Al momento attuale né il mondo finanziario, né le istituzioni russe sono in grado di fare una stima di quello che sarà il volume effettivo delle perdite dei risparmiatori russi, secondo quanto già affermato dal vice-premier Igor Shuvalov. Le ultime valutazioni ufficiose si aggirano intorno ai 4 miliardi di euro, tuttavia secondo l'analista bancario della filiale moscovita di Moody's, Evgenij Tarzimanov, si tratta di una previsione eccessivamente ottimista. Secondo alcuni dati, i russi potrebbero perdere più della metà dei propri risparmi. Come fanno sapere fonti russe sull'isola, il danno maggiore lo subiranno quelle imprese russe che lavorano direttamente a Cipro accumulando sul posto le risorse finanziarie per effettuare gli investimenti.
Secondo gli esperti, la linea dura di Berlino, che già da tempo, ma senza successo, insisteva per una maggiore trasparenza delle operazioni finanziarie su Cipro, ha permesso alla Germania di prendere due piccioni con una fava. L'Ue non solo è riuscita infatti a risolvere la crisi finanziaria di Cipro, ma ha anche ottenuto una drastica riduzione dell'attrattiva che l'isola esercitava sugli investitori stranieri, in particolare russi.
“Ci auguriamo che il sistema bancario cipriota riesca a evitare la fuga in massa dei capitali, tuttavia è ormai impossibile sperare nell'affluenza di nuovi mezzi dall'estero. Berlino ha avuto quello che voleva, anche se le pretese europee sull'isola sono prive di fondamento”, si lamenta Constantinos Loizides, direttore generale di Piraeus Bank, che a differenza di Laiki e Bank of Cyprus è riuscita a preservare i soldi di tutti i propri clienti.
La situazione creatasi a Cipro, con le banche chiuse, le perdite dei risparmiatori e il sistema di controllo sui flussi di capitale, che va contro tutti i principi dell'Ue, ha portato alcuni esperti a ipotizzare che gli eventi a cui stiamo assistendo non siano altro che una specie di prova generale in vista di un possibile crollo su grossa scala della valuta europea.
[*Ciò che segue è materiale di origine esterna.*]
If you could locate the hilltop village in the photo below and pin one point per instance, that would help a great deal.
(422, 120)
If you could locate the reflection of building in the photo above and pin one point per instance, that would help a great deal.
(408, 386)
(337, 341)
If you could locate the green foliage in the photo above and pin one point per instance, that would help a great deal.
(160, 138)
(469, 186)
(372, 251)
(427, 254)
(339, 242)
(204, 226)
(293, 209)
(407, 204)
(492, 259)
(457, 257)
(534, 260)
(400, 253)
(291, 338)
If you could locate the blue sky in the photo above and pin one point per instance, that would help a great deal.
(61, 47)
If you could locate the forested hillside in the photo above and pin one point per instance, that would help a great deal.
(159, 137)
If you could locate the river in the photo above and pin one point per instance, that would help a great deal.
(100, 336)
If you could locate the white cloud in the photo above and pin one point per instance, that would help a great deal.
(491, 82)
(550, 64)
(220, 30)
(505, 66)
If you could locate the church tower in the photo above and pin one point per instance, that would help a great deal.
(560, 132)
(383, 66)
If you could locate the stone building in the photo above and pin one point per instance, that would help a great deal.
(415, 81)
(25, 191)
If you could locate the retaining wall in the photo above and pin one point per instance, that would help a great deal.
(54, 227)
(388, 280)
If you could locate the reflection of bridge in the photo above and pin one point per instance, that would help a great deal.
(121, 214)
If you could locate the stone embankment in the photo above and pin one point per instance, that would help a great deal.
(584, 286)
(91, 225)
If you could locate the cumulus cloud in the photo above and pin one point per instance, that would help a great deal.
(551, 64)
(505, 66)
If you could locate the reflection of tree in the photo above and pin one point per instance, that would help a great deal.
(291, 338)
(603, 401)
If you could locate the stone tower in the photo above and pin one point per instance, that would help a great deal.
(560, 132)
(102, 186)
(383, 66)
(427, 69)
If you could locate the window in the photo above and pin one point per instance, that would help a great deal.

“Il libero movimento dei flussi finanziari tra le banche di Paesi diversi è una delle caratteristiche principali dell'unione monetaria. Se tale movimento venisse limitato, il valore dell'euro su un conto di una banca cipriota sarà ovviamente inferiore rispetto a quello di depositi bancari in altri Paesi. E questo in sostanza significa che l'euro cipriota non è già più euro. Ponendo dei limiti agli spostamenti di capitale, la Banca Centrale Europea ha di fatto creato a Cipro una nuova valuta”, scrive il vicedirettore di Bruegel Guntram Wolff.
A quanto pare la fine dell'euro sarà proprio così: i Paesi non si metteranno ad annunciare ufficialmente la propria uscita dall'unione monetaria (anche perché non esiste un meccanismo di annullamento dell'appartenenza all'Ue), ma si limiteranno a introdurre delle restrizioni ai trasferimenti di capitale circoscrivendo i sistemi bancari nazionali entro dei confini geografici.
Secondo le previsioni degli analisti, questo modello di condotta di Bruxelles in una situazione di crisi economica potrebbe essere un segnale per altri Paesi europei “non virtuosi”, i cosiddetti Pigs, dove non è da escludere che gli investitori si facciano prendere dal panico provocando una fuga di capitali. Se questo accadesse i funzionari europei potrebbero decidersi una seconda volta a stabilire il proprio controllo sugli spostamenti di capitale, e in tal caso potremmo dire addio alla moneta unica europea come la conosciamo adesso.